Memórias Encerradas

Faz-me uma cara de espanto e clama “olha!”, repetidas vezes, enquanto parece querer absorver-me com os olhos. Não consegue dizer mais nenhuma palavra, mas repete o “olha!” de tantas maneiras diferentes, passando da surpresa e do contentamente à comoção de um timbre mais baixo e lento, que me comove a mim também.

Passo com ela uma manhã, tratando-a como se fosse uma criança. Que anda devagarinho e com apoios porque pode cair, que não consegue segurar em nada que pese mais do que umas quinhentas gramas, que não consegue vestir-se sozinha, quase não consegue comer sozinha, e nem sequer consegue articular as palavras que permitam estabelecer a sua vontade. Penteio-lhe os cabelos já todos brancos, mas muito macios, e ela fecha os olhos em frente ao espelho. Ponho-lhe os ganchos com cuidado, que sei que é frágil e duvido da minha competência, tenho medo de a magoar. Depois pergunto-lhe se ficou bem, e ela olha-se e diz com um sorriso “ena!”. E “ena!” repete-se também um número de vezes em diferentes entoações.

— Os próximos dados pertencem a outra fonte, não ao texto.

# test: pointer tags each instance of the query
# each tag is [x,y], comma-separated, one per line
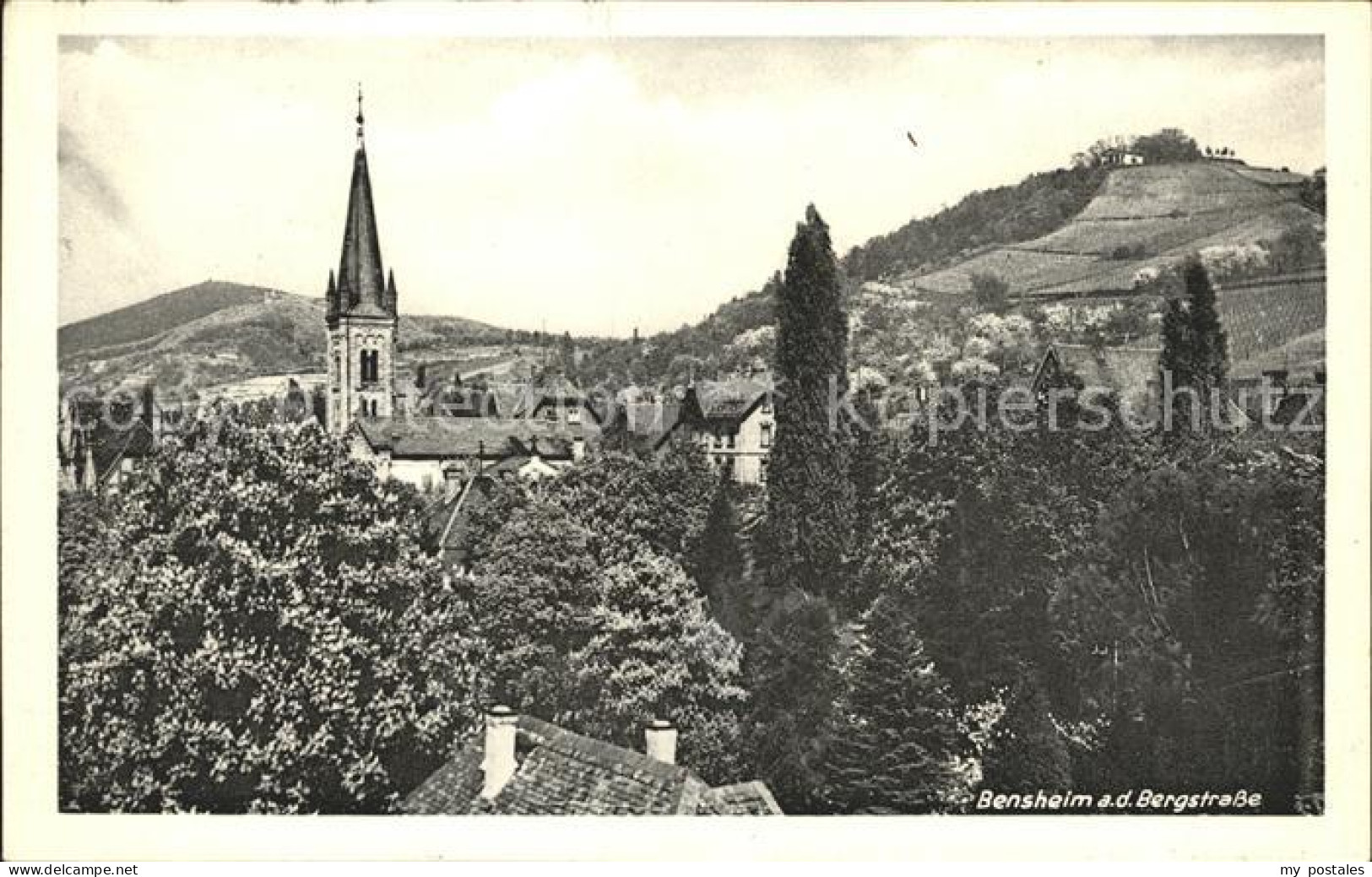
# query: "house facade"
[438,431]
[733,421]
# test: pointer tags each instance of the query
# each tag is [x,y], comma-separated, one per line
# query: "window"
[371,366]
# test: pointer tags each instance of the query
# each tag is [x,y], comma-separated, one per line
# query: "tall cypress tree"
[810,497]
[1196,349]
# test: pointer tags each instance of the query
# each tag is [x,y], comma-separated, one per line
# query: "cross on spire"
[360,114]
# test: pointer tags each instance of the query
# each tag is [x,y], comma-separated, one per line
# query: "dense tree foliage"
[794,675]
[257,631]
[808,493]
[896,747]
[1194,359]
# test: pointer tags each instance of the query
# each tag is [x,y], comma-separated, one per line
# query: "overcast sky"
[594,186]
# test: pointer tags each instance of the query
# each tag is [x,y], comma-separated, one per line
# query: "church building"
[427,447]
[361,311]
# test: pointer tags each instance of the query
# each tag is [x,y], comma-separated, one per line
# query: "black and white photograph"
[845,425]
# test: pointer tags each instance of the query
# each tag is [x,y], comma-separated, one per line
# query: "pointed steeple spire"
[360,282]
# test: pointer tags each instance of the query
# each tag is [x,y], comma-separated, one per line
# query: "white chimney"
[660,739]
[500,750]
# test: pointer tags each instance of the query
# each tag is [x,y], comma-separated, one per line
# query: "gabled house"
[733,421]
[1131,374]
[524,766]
[103,442]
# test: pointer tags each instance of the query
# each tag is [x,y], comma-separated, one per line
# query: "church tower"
[361,313]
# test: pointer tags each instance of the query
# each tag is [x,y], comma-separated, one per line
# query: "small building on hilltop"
[1130,374]
[524,766]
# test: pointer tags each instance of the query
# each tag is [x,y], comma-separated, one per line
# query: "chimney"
[500,750]
[660,739]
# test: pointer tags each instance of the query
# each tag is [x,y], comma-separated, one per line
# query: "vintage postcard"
[419,418]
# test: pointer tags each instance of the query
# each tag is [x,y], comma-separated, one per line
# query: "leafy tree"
[533,593]
[1312,192]
[794,677]
[1207,587]
[592,616]
[1169,144]
[1028,752]
[808,495]
[258,631]
[718,557]
[1299,247]
[896,747]
[656,653]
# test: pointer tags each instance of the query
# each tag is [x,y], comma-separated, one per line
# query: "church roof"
[490,438]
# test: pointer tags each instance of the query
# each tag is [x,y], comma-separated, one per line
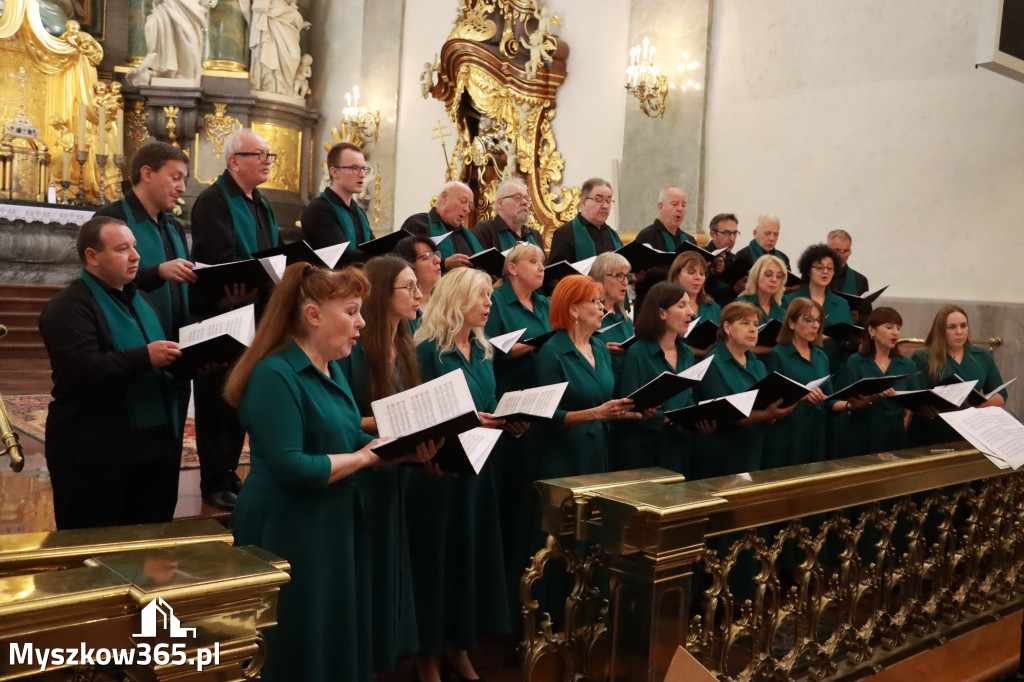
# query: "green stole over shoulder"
[151,250]
[345,218]
[584,245]
[147,392]
[244,222]
[437,229]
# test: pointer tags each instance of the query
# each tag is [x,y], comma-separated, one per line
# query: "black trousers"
[219,435]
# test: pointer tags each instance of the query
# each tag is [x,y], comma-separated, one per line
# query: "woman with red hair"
[578,437]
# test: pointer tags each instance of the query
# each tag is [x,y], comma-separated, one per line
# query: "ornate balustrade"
[817,571]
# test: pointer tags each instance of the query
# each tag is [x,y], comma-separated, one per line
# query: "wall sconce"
[357,119]
[643,81]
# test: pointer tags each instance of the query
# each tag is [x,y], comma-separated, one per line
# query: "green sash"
[244,222]
[584,245]
[151,250]
[147,393]
[345,218]
[436,229]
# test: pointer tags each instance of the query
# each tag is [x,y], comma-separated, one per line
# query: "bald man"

Não me larga as mãos das suas, muito magras e quase transparentes, que evito olhar porque me ofende ver-lhe os ossos e as veias, e a vida a fugir dali. Olha-me para dentro dos olhos, com os seus lindos olhos verdes raiados de azul, que parecem ser a única coisa que não envelhece. À sua maneira, com o pouco que consegue articular, vai-me perguntando pelo meu filho. Lembra-se do abraço que ele lhe deu no Natal, sabe o nome dele mas não consegue dar-lhe a volta na boca. Franze a testa enrugada, contorce a expressão e fecha os olhos num misto de frustração, zanga e tristeza, a cada palavra que quer dizer e não consegue. E eu tenho de lhe dizer que não faz mal, já se lembra e diz-me mais tarde, devagarinho avó, com calma.

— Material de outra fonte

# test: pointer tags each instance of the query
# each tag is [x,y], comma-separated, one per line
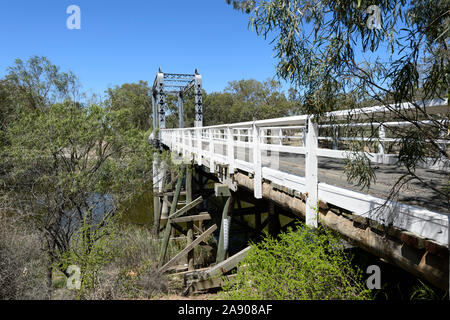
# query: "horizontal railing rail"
[240,146]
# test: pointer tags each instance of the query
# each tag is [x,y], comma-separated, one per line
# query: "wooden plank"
[168,193]
[186,208]
[188,248]
[168,230]
[199,217]
[222,247]
[226,265]
[190,224]
[202,285]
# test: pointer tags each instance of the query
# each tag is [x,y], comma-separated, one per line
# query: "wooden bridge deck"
[331,171]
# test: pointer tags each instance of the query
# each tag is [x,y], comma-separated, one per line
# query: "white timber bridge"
[297,165]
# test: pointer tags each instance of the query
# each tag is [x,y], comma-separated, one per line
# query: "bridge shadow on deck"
[331,171]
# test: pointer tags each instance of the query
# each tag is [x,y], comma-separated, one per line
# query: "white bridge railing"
[255,147]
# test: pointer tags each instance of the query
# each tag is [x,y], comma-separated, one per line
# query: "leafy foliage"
[328,52]
[300,265]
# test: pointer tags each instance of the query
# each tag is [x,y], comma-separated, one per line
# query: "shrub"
[299,265]
[22,261]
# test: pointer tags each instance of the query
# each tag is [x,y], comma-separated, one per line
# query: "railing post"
[199,146]
[311,170]
[257,178]
[304,134]
[189,145]
[211,150]
[335,137]
[381,135]
[183,143]
[230,151]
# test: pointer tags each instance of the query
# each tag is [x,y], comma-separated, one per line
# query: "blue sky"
[126,41]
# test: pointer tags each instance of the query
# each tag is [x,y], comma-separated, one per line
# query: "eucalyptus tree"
[370,52]
[68,168]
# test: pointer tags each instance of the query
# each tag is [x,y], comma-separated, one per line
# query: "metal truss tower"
[178,85]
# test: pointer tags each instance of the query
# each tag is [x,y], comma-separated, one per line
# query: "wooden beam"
[190,224]
[226,265]
[223,245]
[168,230]
[188,248]
[186,208]
[198,217]
[168,193]
[202,285]
[430,266]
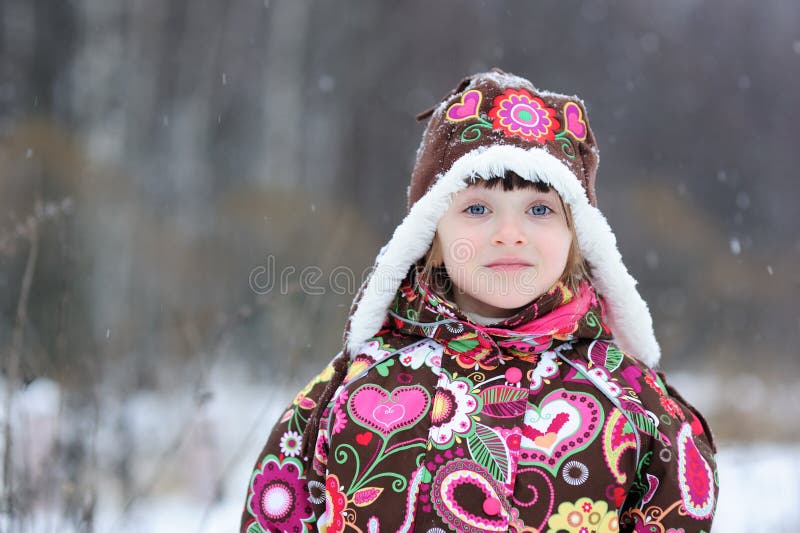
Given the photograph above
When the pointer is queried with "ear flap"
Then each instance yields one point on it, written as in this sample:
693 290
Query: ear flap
590 157
460 87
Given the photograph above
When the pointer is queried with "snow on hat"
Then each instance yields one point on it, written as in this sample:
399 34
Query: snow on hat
492 123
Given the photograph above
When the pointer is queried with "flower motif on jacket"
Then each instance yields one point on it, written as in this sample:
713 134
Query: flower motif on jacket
453 407
470 349
291 443
583 516
546 368
278 497
517 113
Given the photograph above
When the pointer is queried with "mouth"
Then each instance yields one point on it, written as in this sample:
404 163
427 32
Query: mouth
509 265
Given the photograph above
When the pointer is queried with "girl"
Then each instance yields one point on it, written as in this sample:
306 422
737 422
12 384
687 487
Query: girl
497 365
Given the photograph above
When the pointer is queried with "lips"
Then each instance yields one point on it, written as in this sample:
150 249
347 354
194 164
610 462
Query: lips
509 264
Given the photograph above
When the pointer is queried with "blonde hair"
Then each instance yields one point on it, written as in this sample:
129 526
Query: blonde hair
431 266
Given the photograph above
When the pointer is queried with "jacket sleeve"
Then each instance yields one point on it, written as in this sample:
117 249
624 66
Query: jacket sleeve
280 494
676 486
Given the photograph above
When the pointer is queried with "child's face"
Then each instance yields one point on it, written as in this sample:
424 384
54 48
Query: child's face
503 249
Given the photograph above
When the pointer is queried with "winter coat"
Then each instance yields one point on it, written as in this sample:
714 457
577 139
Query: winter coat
536 424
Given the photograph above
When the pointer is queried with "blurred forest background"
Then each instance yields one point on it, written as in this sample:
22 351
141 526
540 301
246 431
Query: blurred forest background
160 160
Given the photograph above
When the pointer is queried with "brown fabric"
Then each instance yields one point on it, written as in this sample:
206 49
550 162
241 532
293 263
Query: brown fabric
445 140
447 426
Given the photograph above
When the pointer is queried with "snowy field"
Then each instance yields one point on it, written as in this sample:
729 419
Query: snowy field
186 463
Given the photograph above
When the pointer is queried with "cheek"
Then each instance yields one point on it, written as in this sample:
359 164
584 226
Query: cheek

Saio de lá sem conseguir almoçar, um nó no estômago. Doi-me a cara de tanto me forçar sorrisos para disfarçar. Invade-me uma tristeza e uma revolta, e sinto o peso da culpa. De facto, não sei lidar com isto: com a morte a chegar, a comer aos poucos os corpos e as palavras dos que amo. Devia ser mais forte, devia saber vesti-la sem me chocar com o corpo definhado, devia aceitar que o braço direito já não mexe e ficar feliz porque ainda mexe o esquerdo, devia contentar-me com as palavras que ainda me consegue dizer e ler o resto no olhar. Mas não consigo, estrangula-me, agonia-me, numa recusa mista da realidade dela hoje e do que pode ser o meu próprio destino. Percebo que já encerrei dela as memórias que quero manter de quando “era uma senhora tão alta”, como diz tristemente a empregada que me vem render e apoia suavemente o braço daquela senhora agora tão pequenina, curvada, mirrada.

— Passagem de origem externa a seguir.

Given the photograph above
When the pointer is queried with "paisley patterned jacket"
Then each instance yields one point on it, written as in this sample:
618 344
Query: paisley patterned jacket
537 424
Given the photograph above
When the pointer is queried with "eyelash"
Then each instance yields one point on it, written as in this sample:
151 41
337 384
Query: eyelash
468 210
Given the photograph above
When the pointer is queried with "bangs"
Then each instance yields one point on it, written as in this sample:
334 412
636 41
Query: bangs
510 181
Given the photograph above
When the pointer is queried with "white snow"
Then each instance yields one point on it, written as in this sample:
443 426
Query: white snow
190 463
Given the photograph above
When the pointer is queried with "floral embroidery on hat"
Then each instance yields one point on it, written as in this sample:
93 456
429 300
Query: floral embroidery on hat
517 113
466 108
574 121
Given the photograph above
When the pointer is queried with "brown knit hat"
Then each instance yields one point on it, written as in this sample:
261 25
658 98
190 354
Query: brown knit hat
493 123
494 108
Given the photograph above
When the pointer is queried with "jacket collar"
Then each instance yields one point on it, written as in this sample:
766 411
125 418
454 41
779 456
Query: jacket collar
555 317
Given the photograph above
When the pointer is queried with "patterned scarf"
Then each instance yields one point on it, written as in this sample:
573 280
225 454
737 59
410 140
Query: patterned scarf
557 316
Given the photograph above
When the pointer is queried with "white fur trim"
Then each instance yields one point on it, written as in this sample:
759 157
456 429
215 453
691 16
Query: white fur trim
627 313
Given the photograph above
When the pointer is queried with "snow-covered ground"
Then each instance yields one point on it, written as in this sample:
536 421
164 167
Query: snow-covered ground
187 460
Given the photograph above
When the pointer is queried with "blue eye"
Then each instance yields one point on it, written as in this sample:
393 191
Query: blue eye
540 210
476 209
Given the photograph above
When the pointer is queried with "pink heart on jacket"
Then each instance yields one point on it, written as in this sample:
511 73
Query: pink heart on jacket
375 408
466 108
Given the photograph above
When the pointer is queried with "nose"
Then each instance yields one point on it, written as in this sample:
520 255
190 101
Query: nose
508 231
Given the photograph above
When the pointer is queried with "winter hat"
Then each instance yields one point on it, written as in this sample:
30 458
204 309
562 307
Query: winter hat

Pergunto-me como não enlouqueceu ainda, sabendo que a cabeça ainda funciona perfeitamente - entende tudo, ouve muito bem, reage com a expressão ou com o riso com todo o entendimento do que se lhe diz, mas perdeu a capacidade de falar. Tem as palavras na boca e não as consegue articular. Que sofrimento há de ser. Fico a pensar que tantas vezes calo as minhas palavras de dentro, e o que daria ela por poder fazer-se ouvir. Diz-me que lhe faz impressão olhar para os meus olhos. Mas não consegue explicar porquê. Faz apenas um sorriso triste, ora mexe em tudo o que pode à volta dela, ora não me larga as mãos, e não desvia os olhos, e eu fico sem saber que me viu ela no olhar, que memória ou identificação lhe terá cruzado o pensamento e ficado presa na garganta. Na minha ficaram as lágrimas, que me faltou chorar. As lágrimas que lhe devo no dia em que não a puder mais olhar, mas puder vê-la como a quero recordar.

Reeditado, hoje, o dia em que choro enfim as lágrimas que lhe devia.